Front Page of my Graduation Diploma

Front Page of my Graduation Diploma

With the prestigious graduation certificate (Abitur) in our possession we had access to many postsecondary programs offered by the German universities. As for me, two years of military service at the Bundeswehr (West German army) had to come first. In those days it was still possible to enlist as a volunteer for a period of 24 months instead of the mandatory 18 months with the advantage of receiving a handsome salary, becoming an officer of the reserve, and being able to choose an army unit in keeping with one’s technical abilities. I opted for service in the signal corps, a choice that definitely reflected my interest in electronics and communication technologies.

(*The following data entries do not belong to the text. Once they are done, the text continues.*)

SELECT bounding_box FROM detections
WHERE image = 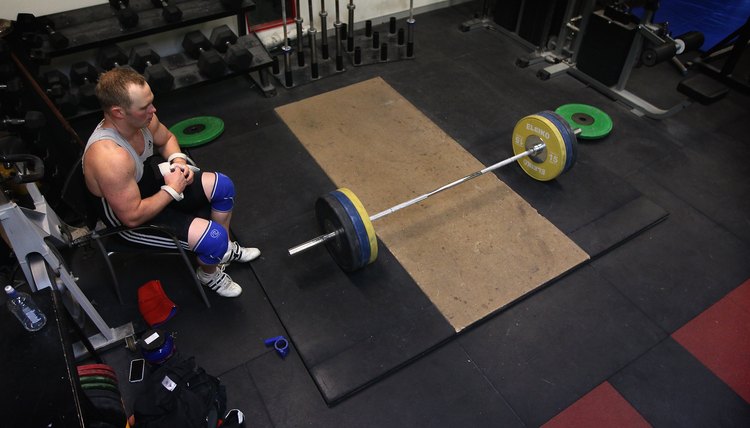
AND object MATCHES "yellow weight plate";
[338,187,378,264]
[513,114,567,181]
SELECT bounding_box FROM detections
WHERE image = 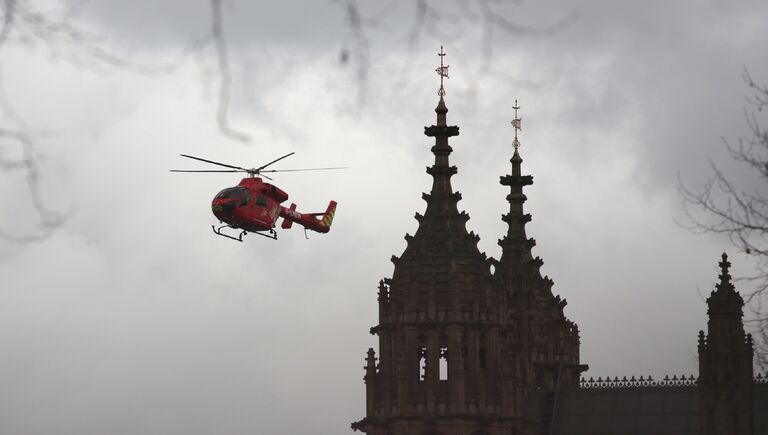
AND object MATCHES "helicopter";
[171,153,346,242]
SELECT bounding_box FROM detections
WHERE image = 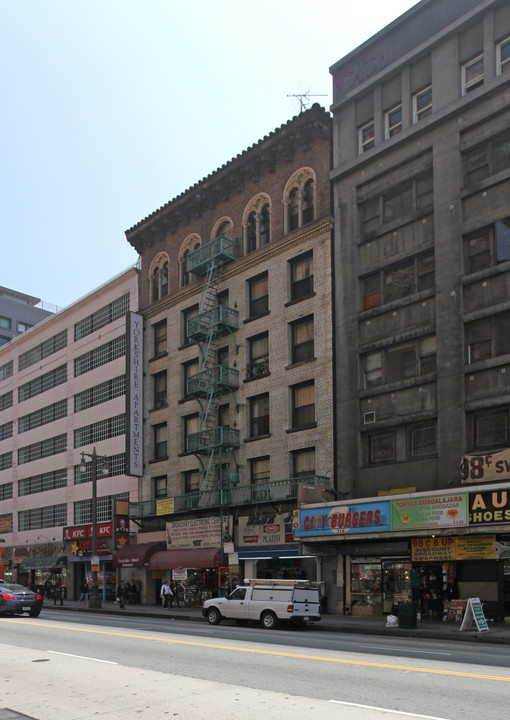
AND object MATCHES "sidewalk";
[43,600,510,645]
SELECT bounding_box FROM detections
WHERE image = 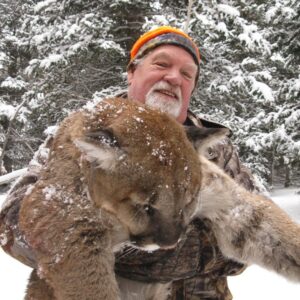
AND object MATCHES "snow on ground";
[0,188,300,300]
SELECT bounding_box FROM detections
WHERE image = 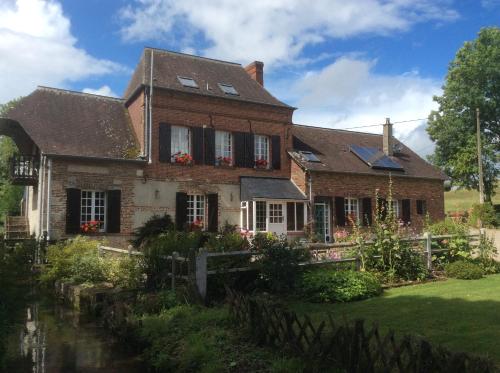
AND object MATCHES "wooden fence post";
[171,251,179,290]
[195,248,207,301]
[424,232,432,271]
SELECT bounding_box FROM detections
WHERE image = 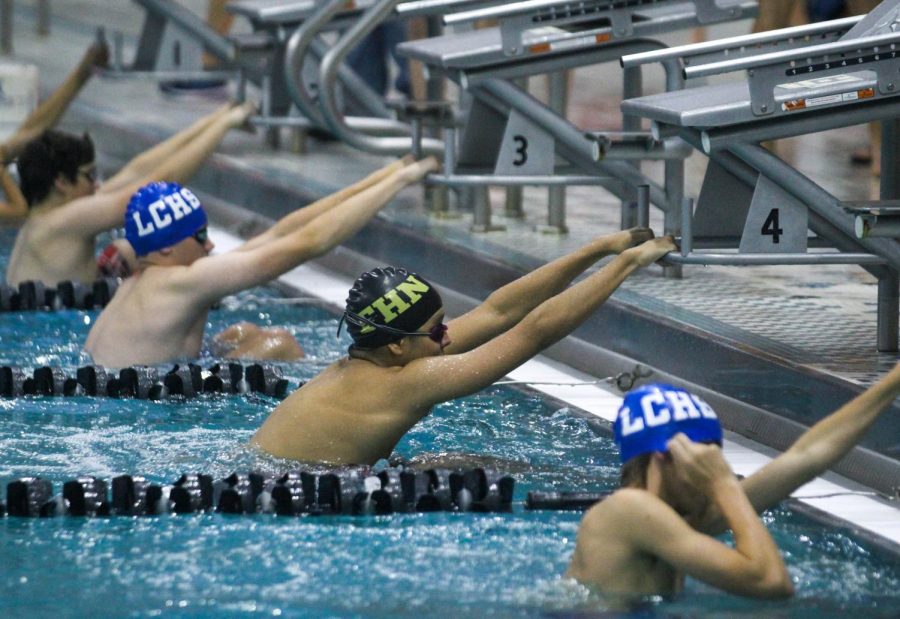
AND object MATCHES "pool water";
[0,230,900,619]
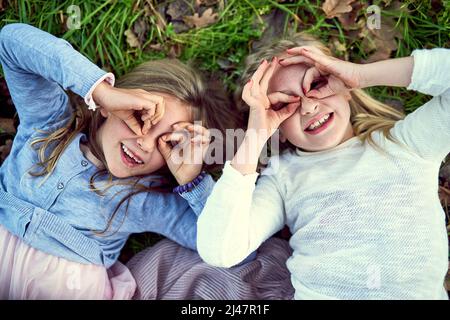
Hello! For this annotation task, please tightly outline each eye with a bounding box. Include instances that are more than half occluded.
[133,110,144,127]
[272,102,287,111]
[310,77,328,90]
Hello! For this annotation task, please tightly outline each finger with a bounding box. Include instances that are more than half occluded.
[151,99,166,125]
[122,113,142,136]
[186,124,210,137]
[158,137,172,161]
[259,57,278,94]
[301,49,335,73]
[279,56,315,67]
[242,79,253,105]
[172,121,192,130]
[142,119,152,135]
[277,102,300,123]
[250,59,269,97]
[162,130,191,144]
[302,67,320,94]
[286,46,324,54]
[191,135,210,144]
[267,91,300,105]
[142,100,156,117]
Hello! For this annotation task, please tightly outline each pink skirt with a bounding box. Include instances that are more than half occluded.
[0,225,136,300]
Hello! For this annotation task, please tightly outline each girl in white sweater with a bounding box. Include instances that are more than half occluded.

Newspaper Clipping with Names of the Graduates

Newspaper Clipping with Names of the Graduates

It so happened that the graduation exercises had ended exactly at the start of the carnival season. Being together one last time with my friends and classmates, before we would scatter into all directions, I made full use of the golden opportunity to celebrate the great milestone and to lose myself in the relaxed atmosphere of the dance hall, forgetting the trials and tribulations before graduation and not worrying for the time being about the future. When the time of drinking, dancing and attending late night parties was over, I was physically exhausted, but for the moment I felt free as if a heavy burden had been taken off my shoulders.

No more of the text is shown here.